Saat mengingat masa-masa itu, terkadang saya menangis di pojok kafe
setiap tak ada pengunjung. Membenamkan wajah saya di balik buku dan
tertidur pulas sampai ada pengunjung atau karyawan shift yang datang dan
membangunkan saya.
“Kenapa jadi tambah murung?” Markus tampak heran. “Mana Gandhi? Hari Minggu kau taruh ia di Sekolah Minggu lagi?”
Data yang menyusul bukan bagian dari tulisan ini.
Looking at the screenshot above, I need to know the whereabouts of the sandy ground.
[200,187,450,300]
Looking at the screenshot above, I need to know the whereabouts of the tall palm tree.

“Ia suka di sana. Hobinya menggambar mendapatkan wadah di tempat itu.”
“Atau
jangan-jangan ia betah karena ia menemukan ayah baru di sana?” goda
Markus. “Carikanlah anakmu itu ayah baru. Kamu masih empat puluhan,
cantik, cergas memasak. Andai usiaku bisa dikorting empat puluh tahun,
aku pasti melamarmu.”
Bagaimana bisa membayangkan memberi ayah
baru untuknya? Saya mengadopsi Gandhi yang berusia tiga tahun dan sejak
saat itu membiarkannya tumbuh besar tanpa ayah. Dia sudah terbiasa
tumbuh tanpa seorang ayah. Saya bilang ayahnya diplomat, yang
pekerjaannya selalu mengharuskan berpindah-pindah negara. Setiap hari
ulang tahunnya, Gandhi mendapatkan kiriman dari teman-teman saya di luar
negeri. Ada nama kekasih saya, Johan Winangun, di setiap kartu ucapan
selamat. Saya bilang itu nama ayahnya.
Gandhi tak banyak bertanya lagi sejak hari pertama ia dikirimkan satu kardus berisi kamus bergambar.